Carmack's comments on NV30 vs R300, DOOM developments

Running at full precision, do any of you think the NV30 will ever perform at the level of the R300 (ARB2) in the future? Do you think its fp32 performance is stuck the way it is for good?
 
Joe DeFuria said:
And just a few more comments:

I don't understand this statemet of Carmack's, my emphasis added:

The reason for this is that ATI does everything at high precision all the time, while Nvidia internally supports three different precisions with different performances. To make it even more complicated, the exact precision that ATI uses is in between the floating point precisions offered by Nvidia, so when Nvidia runs fragment programs, they are at a higher precision than ATI's, which is some justification for the slower speed.

That seems contradictory to me. Why / how is it that when nVidia runs fragment programs, "they are at a higher precision than ATIs"...when at the same time nVidia offers both a lower and a higher precision mode :?:

Doesn't make sense to me.

The current NV30 cards do have some other disadvantages: They take up two slots, and when the cooling fan fires up they are VERY LOUD. I'm not usually one to care about fan noise, but the NV30 does annoy me.
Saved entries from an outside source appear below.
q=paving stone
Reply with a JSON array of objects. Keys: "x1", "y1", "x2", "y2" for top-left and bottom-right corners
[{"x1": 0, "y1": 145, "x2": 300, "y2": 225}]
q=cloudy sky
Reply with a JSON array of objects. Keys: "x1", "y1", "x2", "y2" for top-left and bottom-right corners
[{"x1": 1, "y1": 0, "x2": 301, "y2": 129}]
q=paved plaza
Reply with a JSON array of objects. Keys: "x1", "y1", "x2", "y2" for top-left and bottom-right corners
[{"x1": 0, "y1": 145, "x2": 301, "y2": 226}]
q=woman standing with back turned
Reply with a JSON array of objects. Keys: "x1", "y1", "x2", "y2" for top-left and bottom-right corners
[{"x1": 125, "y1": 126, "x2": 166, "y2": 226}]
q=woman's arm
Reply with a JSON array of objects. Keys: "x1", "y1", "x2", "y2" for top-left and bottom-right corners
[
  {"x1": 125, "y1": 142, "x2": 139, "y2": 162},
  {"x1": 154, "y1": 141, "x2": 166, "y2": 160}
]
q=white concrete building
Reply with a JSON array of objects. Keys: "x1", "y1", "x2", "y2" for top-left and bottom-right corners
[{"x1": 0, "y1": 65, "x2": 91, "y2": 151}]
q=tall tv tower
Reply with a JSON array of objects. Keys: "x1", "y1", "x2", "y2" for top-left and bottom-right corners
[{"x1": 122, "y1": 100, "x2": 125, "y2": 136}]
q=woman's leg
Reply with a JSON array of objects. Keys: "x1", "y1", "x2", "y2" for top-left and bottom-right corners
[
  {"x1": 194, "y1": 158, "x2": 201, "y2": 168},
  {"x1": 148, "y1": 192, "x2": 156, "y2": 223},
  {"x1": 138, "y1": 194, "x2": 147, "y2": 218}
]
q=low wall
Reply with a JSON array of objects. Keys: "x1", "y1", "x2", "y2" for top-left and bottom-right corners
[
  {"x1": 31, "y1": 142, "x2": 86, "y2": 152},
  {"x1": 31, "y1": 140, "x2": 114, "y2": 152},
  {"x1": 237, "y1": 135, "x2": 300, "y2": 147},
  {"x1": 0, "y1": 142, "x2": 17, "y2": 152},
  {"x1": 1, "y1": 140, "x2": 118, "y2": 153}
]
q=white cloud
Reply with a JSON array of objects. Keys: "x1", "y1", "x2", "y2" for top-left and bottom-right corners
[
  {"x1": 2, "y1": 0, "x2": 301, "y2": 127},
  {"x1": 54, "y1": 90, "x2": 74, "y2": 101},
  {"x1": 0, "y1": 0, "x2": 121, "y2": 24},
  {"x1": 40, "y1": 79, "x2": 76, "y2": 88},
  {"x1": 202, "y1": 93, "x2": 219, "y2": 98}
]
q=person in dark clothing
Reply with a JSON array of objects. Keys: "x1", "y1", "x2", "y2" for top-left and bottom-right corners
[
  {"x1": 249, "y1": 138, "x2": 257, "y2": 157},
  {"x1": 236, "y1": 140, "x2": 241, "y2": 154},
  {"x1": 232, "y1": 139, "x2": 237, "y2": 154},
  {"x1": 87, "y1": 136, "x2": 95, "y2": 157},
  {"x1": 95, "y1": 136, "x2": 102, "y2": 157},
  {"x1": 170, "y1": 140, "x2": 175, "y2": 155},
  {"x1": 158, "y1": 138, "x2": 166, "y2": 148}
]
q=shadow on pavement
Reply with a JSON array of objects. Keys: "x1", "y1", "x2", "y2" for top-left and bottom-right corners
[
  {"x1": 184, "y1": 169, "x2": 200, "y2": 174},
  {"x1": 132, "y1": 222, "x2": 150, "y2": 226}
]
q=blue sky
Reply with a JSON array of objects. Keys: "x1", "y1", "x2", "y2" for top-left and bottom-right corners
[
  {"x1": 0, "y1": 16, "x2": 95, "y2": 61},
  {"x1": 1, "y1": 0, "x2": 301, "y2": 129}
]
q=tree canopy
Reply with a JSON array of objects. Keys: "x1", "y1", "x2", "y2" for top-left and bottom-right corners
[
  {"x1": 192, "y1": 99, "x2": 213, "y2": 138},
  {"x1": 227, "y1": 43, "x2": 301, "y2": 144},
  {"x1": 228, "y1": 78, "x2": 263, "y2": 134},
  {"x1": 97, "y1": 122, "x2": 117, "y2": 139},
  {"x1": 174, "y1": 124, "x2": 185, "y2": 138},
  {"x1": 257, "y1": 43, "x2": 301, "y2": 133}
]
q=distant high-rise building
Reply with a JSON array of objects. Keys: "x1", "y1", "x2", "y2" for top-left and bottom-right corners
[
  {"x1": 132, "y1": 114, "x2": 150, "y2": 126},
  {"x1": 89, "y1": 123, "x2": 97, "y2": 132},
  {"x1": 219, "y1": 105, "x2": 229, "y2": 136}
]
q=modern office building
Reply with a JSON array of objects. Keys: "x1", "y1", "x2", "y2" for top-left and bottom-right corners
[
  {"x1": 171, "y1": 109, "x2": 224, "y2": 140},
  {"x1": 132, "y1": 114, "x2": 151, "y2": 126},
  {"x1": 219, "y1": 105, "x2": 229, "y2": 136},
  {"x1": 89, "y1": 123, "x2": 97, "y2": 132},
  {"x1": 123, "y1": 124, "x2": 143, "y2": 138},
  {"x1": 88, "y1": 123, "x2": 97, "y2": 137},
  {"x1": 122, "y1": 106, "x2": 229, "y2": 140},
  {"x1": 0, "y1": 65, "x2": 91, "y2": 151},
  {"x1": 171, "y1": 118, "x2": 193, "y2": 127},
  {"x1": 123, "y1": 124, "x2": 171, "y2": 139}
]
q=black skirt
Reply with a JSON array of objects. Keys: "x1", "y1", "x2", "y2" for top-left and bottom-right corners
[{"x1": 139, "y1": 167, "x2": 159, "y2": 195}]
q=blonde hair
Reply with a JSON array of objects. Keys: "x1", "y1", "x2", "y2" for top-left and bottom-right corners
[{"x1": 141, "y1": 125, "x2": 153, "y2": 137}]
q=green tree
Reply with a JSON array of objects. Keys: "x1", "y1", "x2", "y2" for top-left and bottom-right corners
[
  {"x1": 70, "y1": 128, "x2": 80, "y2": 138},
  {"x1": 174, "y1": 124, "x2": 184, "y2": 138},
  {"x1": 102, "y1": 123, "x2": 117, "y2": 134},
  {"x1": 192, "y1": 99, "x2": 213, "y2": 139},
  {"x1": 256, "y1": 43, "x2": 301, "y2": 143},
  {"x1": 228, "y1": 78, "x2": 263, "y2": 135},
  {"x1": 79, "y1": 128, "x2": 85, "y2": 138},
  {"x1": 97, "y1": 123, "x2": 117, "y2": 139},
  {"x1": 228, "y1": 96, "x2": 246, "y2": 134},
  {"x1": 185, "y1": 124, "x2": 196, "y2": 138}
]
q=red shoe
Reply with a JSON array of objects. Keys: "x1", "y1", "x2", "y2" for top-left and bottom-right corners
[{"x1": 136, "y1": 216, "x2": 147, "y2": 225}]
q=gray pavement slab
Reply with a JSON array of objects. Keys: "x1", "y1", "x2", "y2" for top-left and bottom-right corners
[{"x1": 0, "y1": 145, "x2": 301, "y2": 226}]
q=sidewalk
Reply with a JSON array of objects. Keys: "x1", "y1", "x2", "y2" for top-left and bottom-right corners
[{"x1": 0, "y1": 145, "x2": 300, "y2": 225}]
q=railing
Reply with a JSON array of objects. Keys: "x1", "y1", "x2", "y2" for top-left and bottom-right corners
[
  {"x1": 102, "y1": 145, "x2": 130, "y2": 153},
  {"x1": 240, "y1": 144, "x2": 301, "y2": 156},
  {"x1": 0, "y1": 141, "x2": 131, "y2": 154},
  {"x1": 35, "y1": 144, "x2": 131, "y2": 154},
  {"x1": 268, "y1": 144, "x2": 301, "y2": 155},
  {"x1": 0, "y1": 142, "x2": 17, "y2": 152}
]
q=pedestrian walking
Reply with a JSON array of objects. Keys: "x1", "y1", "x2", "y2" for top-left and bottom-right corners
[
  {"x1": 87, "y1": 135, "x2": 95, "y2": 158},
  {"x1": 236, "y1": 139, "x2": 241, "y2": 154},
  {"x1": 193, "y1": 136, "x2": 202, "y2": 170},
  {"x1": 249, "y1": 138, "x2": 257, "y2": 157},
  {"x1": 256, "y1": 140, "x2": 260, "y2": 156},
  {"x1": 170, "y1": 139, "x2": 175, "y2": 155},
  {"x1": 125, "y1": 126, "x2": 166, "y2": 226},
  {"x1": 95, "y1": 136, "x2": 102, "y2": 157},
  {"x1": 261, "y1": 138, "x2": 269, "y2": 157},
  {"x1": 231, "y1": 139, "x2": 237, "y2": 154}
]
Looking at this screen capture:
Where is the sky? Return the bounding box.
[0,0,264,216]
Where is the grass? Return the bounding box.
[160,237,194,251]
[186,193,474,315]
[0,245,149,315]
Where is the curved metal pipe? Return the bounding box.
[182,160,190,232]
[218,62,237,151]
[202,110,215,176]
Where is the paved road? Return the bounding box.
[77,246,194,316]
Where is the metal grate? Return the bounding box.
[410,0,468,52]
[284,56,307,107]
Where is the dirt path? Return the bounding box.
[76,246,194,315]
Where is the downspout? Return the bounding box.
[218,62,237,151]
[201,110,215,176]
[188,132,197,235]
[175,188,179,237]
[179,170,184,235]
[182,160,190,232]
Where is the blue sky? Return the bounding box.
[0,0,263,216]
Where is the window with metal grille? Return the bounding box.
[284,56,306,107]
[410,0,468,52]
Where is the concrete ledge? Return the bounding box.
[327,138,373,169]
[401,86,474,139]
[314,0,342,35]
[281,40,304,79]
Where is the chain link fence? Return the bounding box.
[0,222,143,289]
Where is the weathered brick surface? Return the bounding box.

Given the "environment of terror" that Doom-III is supposed to have, I think the noise of the NV30 is a significant drawback for the consumer...

The reason is that, using the ARB path, NV30's fragment processor stays at 32 bit per component mode while R300's processor stays at 24 bit per component mode. It is only when one uses NV30 specific fragment path that some calculations are shifted to 16 bit per component mode, making NV30 faster overall.

Not much to say about the noise except that hopefully that will change in a two or three months.
 
mboeller said:
The R200 path has a slight speed advantage over the ARB2 path on the R300, but only by a small margin, so it defaults to using the ARB2 path for the quality improvements. The NV30 runs the ARB2 path MUCH slower than the NV30 path. Half the speed at the moment. This is unfortunate, because when you do an exact, apples-to-apples comparison using exactly the same API, the R300 looks twice as fast, but when you use the vendor-specific paths, the NV30 wins.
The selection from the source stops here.